You wait in line all day, and finally, the doors are opened. You get shoved through the metal detectors, make your way through the bag check and finally, your phone is locked into a small fabric pouch. You sit around and wait for the show to begin, completely contactless from the outside world.

This scenario is becoming a reality now at various occasions due to the Yondr pouch. Schools, courts, hospitals, concerts, and comedy shows everywhere are starting to take advantage of this new piece of technology. When one enters the venue, their phone is taken, put into a small pouch where they are unassessable and locked, and then given back to the user. The pouch remains locked until either the attendee exits the venue or they enter a designated phone area where employees can unlock phones and supervise users.

Locking phones at concerts is one of the worst ideas in regards to safety I have heard in a long time. The idea that locking phones at concerts can solve problems is ridiculous, especially considering the problems that locking phones create.

Personally, why would you want to lock phones away at concerts? I understand it can be frustrating to the performer to look into the audience and just see a sea of screens, but what other damage does a phone really cause?

Honestly, phones do so much for the up and coming artist at events. People take pictures at an event and post them all over the internet giving bands free publicity. Social media plays such a large part in the music scene today and phones at concerts help the upcoming artist grow. People see posts from a live show and can become interested in that band from a simple video.

I do understand phones being in Yondr pouches in court, at comedy shows, or during Broadway shows. Banning phones provide protection for the artist allowing them to profit from their hard work. Relating to protection, phones at concerts provide safety for all concert goers.

This may be dramatic, but truthfully, phones have literally saved lives at concerts. Manchester. Vegas. Paris.

Concerts may appear to be a safe place, but from these tragedies, we’ve learned that quite easily people take advantage of the large crowds to inflict damage. Speaking from experience, my mom gets nervous about me even driving. When I drive somewhere busy or a far distance, she wants to know when I get there to make sure I’m safe. On top of that, my parents rightfully want to know how much later until I’ll be home. If someone were to prevent access to my phones at concerts, my parents would get nervous not knowing if I made it there safe. I would be nervous if I couldn’t contact my parents or emergency services.
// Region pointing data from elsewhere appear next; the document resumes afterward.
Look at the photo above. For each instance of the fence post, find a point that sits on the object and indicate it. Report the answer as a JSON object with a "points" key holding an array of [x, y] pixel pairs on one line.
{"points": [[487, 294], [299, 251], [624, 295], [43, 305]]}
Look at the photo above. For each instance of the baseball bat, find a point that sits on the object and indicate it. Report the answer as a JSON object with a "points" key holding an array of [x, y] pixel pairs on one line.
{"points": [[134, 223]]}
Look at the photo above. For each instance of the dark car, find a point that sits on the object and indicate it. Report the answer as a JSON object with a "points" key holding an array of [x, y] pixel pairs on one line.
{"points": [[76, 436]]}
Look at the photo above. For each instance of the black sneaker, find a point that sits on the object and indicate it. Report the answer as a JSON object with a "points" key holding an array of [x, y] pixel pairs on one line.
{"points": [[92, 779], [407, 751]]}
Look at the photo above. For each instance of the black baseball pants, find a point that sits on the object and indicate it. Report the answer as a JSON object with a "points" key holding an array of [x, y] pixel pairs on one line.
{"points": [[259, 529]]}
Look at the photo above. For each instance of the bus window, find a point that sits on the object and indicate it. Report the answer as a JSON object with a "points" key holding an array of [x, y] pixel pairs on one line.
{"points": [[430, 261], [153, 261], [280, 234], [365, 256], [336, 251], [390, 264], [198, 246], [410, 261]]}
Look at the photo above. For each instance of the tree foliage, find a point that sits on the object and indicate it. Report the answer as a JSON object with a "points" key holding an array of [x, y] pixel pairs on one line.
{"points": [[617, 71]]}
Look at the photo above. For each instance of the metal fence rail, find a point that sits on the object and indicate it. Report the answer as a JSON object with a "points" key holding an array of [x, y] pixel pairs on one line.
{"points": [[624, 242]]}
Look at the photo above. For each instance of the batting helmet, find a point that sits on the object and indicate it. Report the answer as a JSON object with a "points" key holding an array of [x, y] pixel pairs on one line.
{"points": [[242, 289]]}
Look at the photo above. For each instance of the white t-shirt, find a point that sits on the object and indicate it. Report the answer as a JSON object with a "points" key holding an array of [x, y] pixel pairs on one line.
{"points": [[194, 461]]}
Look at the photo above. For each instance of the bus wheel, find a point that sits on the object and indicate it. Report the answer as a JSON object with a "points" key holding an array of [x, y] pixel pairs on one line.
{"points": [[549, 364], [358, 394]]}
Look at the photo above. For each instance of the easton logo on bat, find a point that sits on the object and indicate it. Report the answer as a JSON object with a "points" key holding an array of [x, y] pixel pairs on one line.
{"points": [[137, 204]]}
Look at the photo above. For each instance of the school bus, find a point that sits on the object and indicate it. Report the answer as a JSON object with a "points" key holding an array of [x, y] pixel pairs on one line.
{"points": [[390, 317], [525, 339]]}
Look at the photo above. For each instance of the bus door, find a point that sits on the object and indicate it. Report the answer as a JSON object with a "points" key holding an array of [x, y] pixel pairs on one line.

A lot can happen at a concert. Concerts have been places of attack, but every day you hear stories about people getting trampled, people having a seizure because of the lights, or someone could be making you feel uncomfortable and unsafe. I’ve been to so many concerts, and I’ve seen all of this happen. By depriving me of my phone during one of these events, I automatically lose that element of security and safety I crave during these stressful times.

Additionally, I’ve lost my friends at concerts a countless number of times. Mosh pits happen, crowds push, and people get separated. I’ve been able to locate my friends easily and quickly because we were allowed to use our phones. Had we not been able to use our phones, who knows what would have happened.

This may be dramatic, but truthfully, phones have literally saved lives at concerts.”

On top that, concerts are just music. Why is the artist so hurt about their live songs being in video form? People who want to take videos at concerts do it to have the memories documented for later. It’s not just about the music, it’s about being able to relive the moment when you watch the videos down the road. If it was just about the music, people would just listen to the albums. People want to remember the magical night of seeing one of their favorite artists live, and they will never have that exact experience again.

Watching concert videos on YouTube doesn’t necessarily discourage fans from buying tickets because each show is different. In the case of Broadway musicals and comedy shows, things are the same every time. Same jokes, same sets, same choreography, same costumes and more. So for those events, I understand the banning of phones. However, I do not see a problem with videotaping a band and showing your friends.

All things considered, I believe that locking phones into little pouches at concerts does more harm than good. It may be easier for the artist to perform, but they must think about the risks in regard to the common audience member. An artist choosing to ban phones makes a selfish decision that puts themselves above the audience member. At certain events, yes I believe Yondr pouches are appropriate and sometimes necessary. But at concerts, I think it’s just an additional unnecessary step for venues and artists to make.